The logic leading up to the massacre might be difficult to track, but was built on a number of assumptions. First, that Native Americans practicing a large, organized demonstration was the equivalent of cultural and military dissent, or in other words, a problem. Second, that the only way to “solve” the problem was through the use of military force. Third, that expressing dissatisfaction with an understandably bad situation was unacceptable.

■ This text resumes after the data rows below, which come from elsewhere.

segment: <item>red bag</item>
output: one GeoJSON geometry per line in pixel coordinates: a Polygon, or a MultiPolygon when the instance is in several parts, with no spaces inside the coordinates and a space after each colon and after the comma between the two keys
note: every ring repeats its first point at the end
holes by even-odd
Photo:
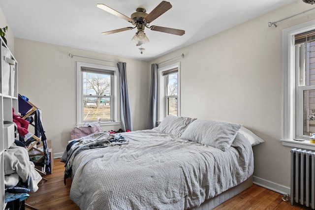
{"type": "Polygon", "coordinates": [[[102,133],[103,130],[98,124],[85,123],[83,126],[76,127],[71,131],[71,140],[80,137],[88,136],[93,133],[102,133]]]}

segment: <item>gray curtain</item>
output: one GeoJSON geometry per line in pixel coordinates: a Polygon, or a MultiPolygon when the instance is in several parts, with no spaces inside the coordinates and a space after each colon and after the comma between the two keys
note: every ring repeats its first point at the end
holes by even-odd
{"type": "Polygon", "coordinates": [[[157,126],[158,121],[158,64],[151,65],[151,89],[149,104],[148,129],[157,126]]]}
{"type": "Polygon", "coordinates": [[[131,114],[129,104],[129,96],[127,87],[127,75],[126,63],[119,62],[117,63],[120,77],[120,110],[122,129],[124,131],[132,131],[131,114]]]}

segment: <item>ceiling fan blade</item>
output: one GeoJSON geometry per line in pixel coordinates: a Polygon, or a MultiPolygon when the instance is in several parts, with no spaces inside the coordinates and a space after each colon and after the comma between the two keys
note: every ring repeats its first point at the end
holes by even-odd
{"type": "Polygon", "coordinates": [[[180,36],[185,34],[185,31],[184,30],[162,27],[161,26],[152,26],[150,28],[150,29],[152,30],[164,32],[164,33],[171,33],[172,34],[178,35],[180,36]]]}
{"type": "Polygon", "coordinates": [[[132,20],[132,19],[126,16],[125,15],[123,15],[123,14],[117,11],[114,9],[112,9],[110,7],[106,6],[105,4],[103,4],[102,3],[98,3],[97,4],[97,7],[100,9],[102,9],[102,10],[105,10],[107,12],[109,12],[110,13],[111,13],[114,15],[116,15],[117,17],[119,17],[121,18],[123,18],[123,19],[126,20],[127,21],[128,21],[131,23],[132,23],[133,22],[133,20],[132,20]]]}
{"type": "Polygon", "coordinates": [[[149,13],[144,19],[148,23],[151,23],[171,8],[172,8],[172,4],[168,1],[163,0],[153,9],[153,10],[149,13]]]}
{"type": "Polygon", "coordinates": [[[116,30],[110,30],[109,31],[103,32],[102,33],[102,34],[103,34],[103,35],[111,34],[112,33],[118,33],[118,32],[125,31],[125,30],[131,30],[133,29],[134,28],[132,28],[132,27],[123,28],[122,29],[116,29],[116,30]]]}

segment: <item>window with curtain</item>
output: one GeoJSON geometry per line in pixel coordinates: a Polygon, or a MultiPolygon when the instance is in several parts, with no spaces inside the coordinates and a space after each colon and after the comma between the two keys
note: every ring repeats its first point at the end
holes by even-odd
{"type": "Polygon", "coordinates": [[[282,144],[315,150],[315,21],[283,31],[282,144]]]}
{"type": "Polygon", "coordinates": [[[117,121],[117,68],[80,63],[78,66],[78,124],[117,121]]]}

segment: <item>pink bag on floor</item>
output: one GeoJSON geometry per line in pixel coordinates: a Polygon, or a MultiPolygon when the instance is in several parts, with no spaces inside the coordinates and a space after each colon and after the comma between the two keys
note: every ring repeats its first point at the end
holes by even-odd
{"type": "Polygon", "coordinates": [[[76,127],[71,131],[71,140],[78,139],[83,136],[88,136],[93,133],[102,133],[103,130],[98,124],[84,123],[83,126],[76,127]]]}

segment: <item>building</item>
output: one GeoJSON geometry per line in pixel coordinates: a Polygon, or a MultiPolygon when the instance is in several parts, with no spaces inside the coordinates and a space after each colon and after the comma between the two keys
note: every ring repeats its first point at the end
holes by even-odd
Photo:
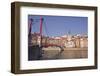
{"type": "Polygon", "coordinates": [[[40,37],[39,33],[32,34],[32,44],[33,45],[42,45],[43,46],[61,46],[64,48],[84,48],[88,47],[88,37],[86,35],[64,35],[59,37],[40,37]]]}

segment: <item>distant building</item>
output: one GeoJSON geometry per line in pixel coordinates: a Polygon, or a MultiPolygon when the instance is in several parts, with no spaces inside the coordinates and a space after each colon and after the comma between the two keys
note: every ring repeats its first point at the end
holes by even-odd
{"type": "MultiPolygon", "coordinates": [[[[40,45],[41,37],[39,33],[32,34],[32,44],[40,45]]],[[[42,36],[43,46],[62,46],[65,48],[84,48],[88,47],[88,37],[86,35],[64,35],[59,37],[42,36]]]]}

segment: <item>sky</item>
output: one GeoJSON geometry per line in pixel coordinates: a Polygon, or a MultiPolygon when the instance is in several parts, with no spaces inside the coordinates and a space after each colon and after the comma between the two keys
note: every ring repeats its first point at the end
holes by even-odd
{"type": "Polygon", "coordinates": [[[33,19],[32,32],[39,32],[40,17],[43,18],[42,34],[46,36],[63,36],[88,33],[88,18],[75,16],[49,16],[28,15],[28,20],[33,19]]]}

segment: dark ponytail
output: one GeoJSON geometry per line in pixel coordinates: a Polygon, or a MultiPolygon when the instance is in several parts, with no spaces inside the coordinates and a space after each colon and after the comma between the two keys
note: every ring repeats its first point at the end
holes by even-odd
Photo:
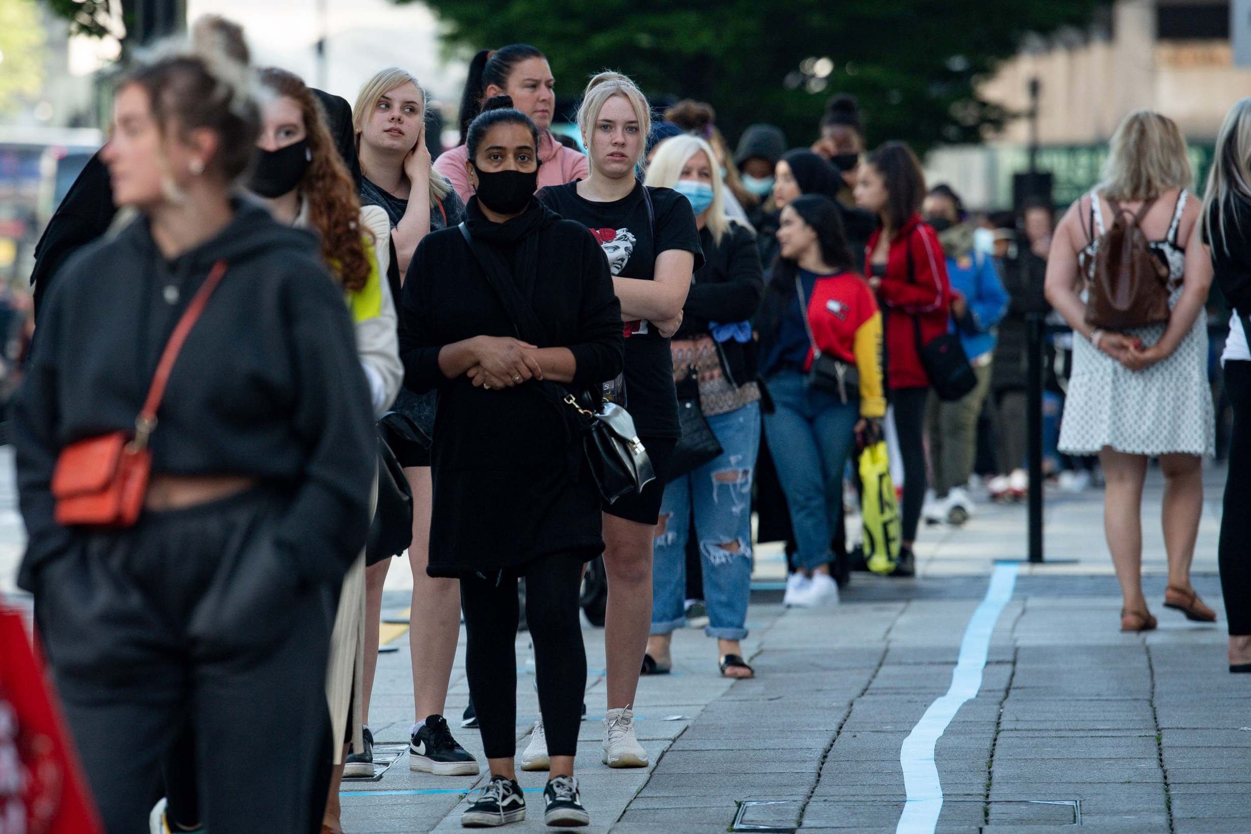
{"type": "Polygon", "coordinates": [[[861,119],[859,104],[856,101],[856,96],[847,93],[839,93],[831,96],[829,101],[826,103],[826,114],[821,118],[822,128],[831,128],[833,125],[842,125],[856,131],[856,135],[864,141],[864,121],[861,119]]]}
{"type": "Polygon", "coordinates": [[[529,44],[509,44],[500,49],[484,49],[469,61],[469,78],[460,96],[460,144],[469,139],[469,123],[483,111],[487,88],[492,84],[500,90],[508,86],[508,76],[520,61],[545,58],[529,44]]]}

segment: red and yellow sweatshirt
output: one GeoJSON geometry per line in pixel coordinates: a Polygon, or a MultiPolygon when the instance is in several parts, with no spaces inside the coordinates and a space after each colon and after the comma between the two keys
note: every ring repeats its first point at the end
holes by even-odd
{"type": "MultiPolygon", "coordinates": [[[[854,273],[817,279],[808,299],[808,324],[822,354],[856,365],[859,371],[861,416],[886,416],[882,380],[882,313],[873,290],[854,273]]],[[[808,350],[804,370],[812,368],[808,350]]]]}

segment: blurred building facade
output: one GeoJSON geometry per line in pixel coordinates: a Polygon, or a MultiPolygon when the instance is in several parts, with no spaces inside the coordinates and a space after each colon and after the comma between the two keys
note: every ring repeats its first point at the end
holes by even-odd
{"type": "MultiPolygon", "coordinates": [[[[1030,38],[981,88],[1011,113],[1030,111],[1038,79],[1038,168],[1066,205],[1098,179],[1107,140],[1137,109],[1175,119],[1191,146],[1197,185],[1230,105],[1251,95],[1251,66],[1235,66],[1231,4],[1212,0],[1120,0],[1086,29],[1030,38]]],[[[929,154],[931,181],[946,181],[976,208],[1006,208],[1012,175],[1028,166],[1031,124],[1012,120],[982,146],[929,154]]]]}

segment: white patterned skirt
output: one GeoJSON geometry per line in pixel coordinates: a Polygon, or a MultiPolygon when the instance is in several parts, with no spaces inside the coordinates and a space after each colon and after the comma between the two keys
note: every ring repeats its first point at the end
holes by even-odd
{"type": "MultiPolygon", "coordinates": [[[[1127,335],[1153,345],[1163,324],[1127,335]]],[[[1091,455],[1105,446],[1132,455],[1212,455],[1212,390],[1207,383],[1207,314],[1200,313],[1177,350],[1132,371],[1086,339],[1073,340],[1073,373],[1060,426],[1060,450],[1091,455]]]]}

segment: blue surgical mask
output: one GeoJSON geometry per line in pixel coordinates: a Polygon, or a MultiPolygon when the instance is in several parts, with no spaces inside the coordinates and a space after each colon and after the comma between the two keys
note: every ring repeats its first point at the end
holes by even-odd
{"type": "Polygon", "coordinates": [[[691,200],[691,210],[699,216],[712,205],[712,186],[699,180],[678,180],[673,190],[691,200]]]}
{"type": "Polygon", "coordinates": [[[773,190],[772,176],[749,176],[743,174],[743,188],[758,198],[767,198],[773,190]]]}
{"type": "Polygon", "coordinates": [[[978,226],[973,229],[973,249],[982,253],[983,255],[995,254],[995,233],[990,229],[982,229],[978,226]]]}

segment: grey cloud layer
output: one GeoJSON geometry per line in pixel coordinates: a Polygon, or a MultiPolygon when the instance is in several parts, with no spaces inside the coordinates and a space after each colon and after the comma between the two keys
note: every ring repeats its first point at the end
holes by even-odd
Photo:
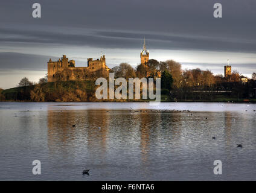
{"type": "Polygon", "coordinates": [[[150,49],[194,49],[255,52],[256,42],[211,37],[189,37],[120,31],[91,31],[88,34],[0,28],[0,42],[59,44],[101,48],[138,49],[145,36],[150,49]]]}
{"type": "Polygon", "coordinates": [[[255,1],[217,2],[223,11],[218,19],[214,0],[39,0],[42,17],[37,19],[31,16],[34,1],[4,0],[0,42],[132,49],[146,36],[151,49],[255,52],[255,1]]]}

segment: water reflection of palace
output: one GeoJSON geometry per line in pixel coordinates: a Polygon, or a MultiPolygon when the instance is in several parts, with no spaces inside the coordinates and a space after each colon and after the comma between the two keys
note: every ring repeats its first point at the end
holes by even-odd
{"type": "Polygon", "coordinates": [[[106,110],[48,110],[48,141],[50,152],[72,153],[95,147],[104,153],[108,132],[106,110]],[[75,124],[75,127],[72,125],[75,124]],[[98,128],[100,127],[100,130],[98,128]]]}

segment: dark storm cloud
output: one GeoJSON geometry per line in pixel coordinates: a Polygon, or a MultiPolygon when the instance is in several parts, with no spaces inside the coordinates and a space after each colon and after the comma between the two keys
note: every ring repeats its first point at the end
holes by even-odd
{"type": "Polygon", "coordinates": [[[47,69],[46,62],[50,57],[47,55],[0,52],[0,69],[45,70],[47,69]]]}
{"type": "Polygon", "coordinates": [[[94,31],[89,34],[15,30],[0,28],[0,42],[59,44],[63,46],[89,46],[102,48],[138,49],[142,44],[142,37],[147,38],[150,49],[194,49],[227,51],[243,52],[256,52],[256,42],[229,39],[160,35],[139,33],[94,31]]]}

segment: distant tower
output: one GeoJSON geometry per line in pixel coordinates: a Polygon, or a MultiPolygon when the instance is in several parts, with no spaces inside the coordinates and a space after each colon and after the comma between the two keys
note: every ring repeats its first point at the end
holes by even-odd
{"type": "Polygon", "coordinates": [[[149,62],[149,52],[146,48],[146,40],[144,37],[144,42],[143,45],[143,49],[141,51],[141,64],[147,65],[149,62]]]}
{"type": "Polygon", "coordinates": [[[224,66],[225,77],[228,78],[231,75],[231,66],[229,66],[229,60],[228,59],[228,66],[224,66]]]}

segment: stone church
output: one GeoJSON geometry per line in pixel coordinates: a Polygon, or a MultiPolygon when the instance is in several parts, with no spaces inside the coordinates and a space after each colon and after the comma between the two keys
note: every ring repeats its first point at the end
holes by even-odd
{"type": "Polygon", "coordinates": [[[65,55],[57,62],[53,62],[50,59],[48,62],[49,82],[107,78],[109,70],[106,65],[104,55],[95,60],[93,60],[92,58],[88,59],[87,67],[75,67],[75,61],[68,60],[65,55]]]}

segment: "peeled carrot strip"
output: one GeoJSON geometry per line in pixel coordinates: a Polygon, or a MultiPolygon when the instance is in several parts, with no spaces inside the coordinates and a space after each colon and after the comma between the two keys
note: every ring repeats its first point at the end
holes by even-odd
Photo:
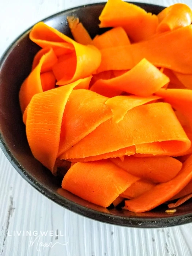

One of the defining features of the 21st century is the blurring of police and military forces. In a post-9/11 surveillance state in which citizens and combatants are considered difficult to distinguish from one another, the police and military begin to serve similar functions. While this fact has become more obvious in recent years, and while there have been many instances in the U.S. in which the state treated its citizens as combatants, this has always been the case for Native Americans. Since the founding of the United States, Native Americans have always been designated a threat to westward expansion simply by their presence, their visibility, their voice. Historically, soldiers keeping peace and soldiers engaged in combat have served the same purpose for the U.S. when engaging its indigenous population.

I’m not a proponent of the notion that history repeats itself; I find it too simple. However, the events surrounding the Standing Rock protest are eerily similar to those that led up to the Wounded Knee Massacre: Native American Indians express discontent over treaty violations, land abuse, and environmental disasters, and as a reaction, a militarized police force steps in. Tensions have already resulted in violence against protestors and the arrest of journalists for covering the events. Contexts may be different, but the logical framework the U.S. uses to understand and address the protest remains almost identical to how the U.S. addressed and understood the Ghost Dance. Whether or not there will be another massacre remains to be seen.

Coleman, William S. E. Voices of Wounded Knee. University of Nebraska Press (2000).

Wounded Knee Massacre,” Encyclopedia of the Great Plains, 2011. Accessed October 30, 2016.